Execute raw SQL before each select for specific model
I have a complicated report in Django, which is written as raw SQL, and than stored in the database as a database view.
I have a Django model (managed=False), tied to that database view, so that I can utilize the django ORM and django rest framework, on top of the database view. This practice is something that I have used on several projects, and works fine.
For one specific report, I found that I need to meddle with the postgres query planner, to get it running faster. Before each SELECT statement on that model (database view), to get the SQL to run faster, I need to do:
SET enable_nestloop TO off;
The query is quite complex, with aggregate functions, and joins on subqueries, so I gave up on trying to optimize it. Turning off the nestloop solves all my performance issues, and I am fine with that, as long as I turn it on back after the query. Here is an explanation of the problem and the solution. (What are the pitfalls of setting enable_nestloop to OFF)
At the moment, what I do, is wrap the Report query in a database trasaction, and set the enable_nestloop
only within that transaction, with SET LOCAL
.
with transaction.atomic(), connection.cursor() as cursor:
cursor.execute("SET LOCAL enable_nestloop = off;")
queryset = self.__build_queryset(session, request.query_params)
serializer = MySerializer(queryset, many=True)

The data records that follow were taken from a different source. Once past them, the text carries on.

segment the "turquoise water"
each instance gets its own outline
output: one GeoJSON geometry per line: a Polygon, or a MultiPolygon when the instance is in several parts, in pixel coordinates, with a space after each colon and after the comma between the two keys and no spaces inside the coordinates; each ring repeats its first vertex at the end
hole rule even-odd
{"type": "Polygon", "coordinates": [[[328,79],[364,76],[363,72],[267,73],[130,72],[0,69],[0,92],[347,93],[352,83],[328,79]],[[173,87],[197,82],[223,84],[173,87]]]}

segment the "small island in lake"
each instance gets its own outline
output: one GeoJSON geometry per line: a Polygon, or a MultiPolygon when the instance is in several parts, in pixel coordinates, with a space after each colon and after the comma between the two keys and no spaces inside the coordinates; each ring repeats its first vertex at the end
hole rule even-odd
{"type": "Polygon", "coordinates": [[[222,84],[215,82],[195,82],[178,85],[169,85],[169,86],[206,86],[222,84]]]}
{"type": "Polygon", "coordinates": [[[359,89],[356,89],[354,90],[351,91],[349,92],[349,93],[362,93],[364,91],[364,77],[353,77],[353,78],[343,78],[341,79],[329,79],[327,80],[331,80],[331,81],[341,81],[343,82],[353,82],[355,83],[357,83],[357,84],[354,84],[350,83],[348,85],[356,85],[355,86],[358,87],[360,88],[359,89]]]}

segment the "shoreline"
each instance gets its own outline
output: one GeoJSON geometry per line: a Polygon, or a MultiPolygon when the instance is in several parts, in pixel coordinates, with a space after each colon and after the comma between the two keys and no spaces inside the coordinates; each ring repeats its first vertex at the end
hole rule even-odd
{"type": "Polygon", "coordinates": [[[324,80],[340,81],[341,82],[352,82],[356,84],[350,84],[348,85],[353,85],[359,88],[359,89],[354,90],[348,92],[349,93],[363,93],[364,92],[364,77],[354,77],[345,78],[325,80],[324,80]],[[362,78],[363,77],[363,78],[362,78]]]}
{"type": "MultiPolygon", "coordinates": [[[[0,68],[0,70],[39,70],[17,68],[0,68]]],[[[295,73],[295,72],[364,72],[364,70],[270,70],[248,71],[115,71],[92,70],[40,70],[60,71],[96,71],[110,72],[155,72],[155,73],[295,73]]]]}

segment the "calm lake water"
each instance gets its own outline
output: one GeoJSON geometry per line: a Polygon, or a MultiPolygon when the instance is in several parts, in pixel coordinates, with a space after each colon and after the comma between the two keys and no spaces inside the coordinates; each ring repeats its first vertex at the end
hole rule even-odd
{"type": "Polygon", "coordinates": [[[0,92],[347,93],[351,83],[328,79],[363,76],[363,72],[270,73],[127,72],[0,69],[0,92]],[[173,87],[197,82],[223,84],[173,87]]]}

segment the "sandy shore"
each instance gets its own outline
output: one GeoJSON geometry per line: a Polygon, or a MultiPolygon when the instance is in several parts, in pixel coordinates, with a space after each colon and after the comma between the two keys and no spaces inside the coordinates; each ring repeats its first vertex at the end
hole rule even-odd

response_data = serializer.data
return Response(response_data)
This works good, but I need to remember to do this logic everytime before I execute a SELECT statement on this specific model, otherwise it is painfully slow.
I am looking for a method that will allow me to execute the SET parameter logic before every SELECT query on this model, and afterwards SET the parameter back to the original value. Can I do this on the Model or Manager level?
Kind of.
You probably don't want to insert it in a manager's get_queryset()
directly, because as you probably know querysets are lazy and that would end up disabling nestloop some arbitrary amount of time before you are actually going to hit the database with the cursor. Which increases the chances that any concurrent or simultaneous queries are going suffer the consequences of nestloop being turned off despite you not actually accessing the query that would benefit from nestloop being turned off.
You could override certain manager methods, but that would be tedious to work with and you wouldn't be able to effectively use .filter()
(as that returns a lazy queryset, leading to the same problem as discussed above). If you only need to fetch single items, overloading the manager's .get()
would probably be sufficient though.
A more general (and IMO, more maintainable, more django-esque) approach is to override the queryset itself and defer the setting update until you are actually hitting the database. This also has the added bonus of being able to use this same solution for any given model you need to work on, just by modifying its manager similarly to below.
class NestloopQuerySet(QuerySet):
_nestloop_sql_enable_string = "SET enable_nestloop TO on;"
_nestloop_sql_disable_string = "SET enable_nestloop TO off;"
def _fetch_all(self):
with connection.cursor() as cursor:
try:
cursor.execute(self._nestloop_sql_disable_string)
super()._fetch_all()
finally:
cursor.execute(self._nestloop_sql_enable_string)
class NestloopModelManager(models.Manager):
def get_queryset(self):
return NestloopQuerySet(self.model, using=self._db)
QuerySet._fetch_all()
is at the heart of all database retrieval avenues, so overloading this method should be sufficient for probably all possible use-cases, including iteration.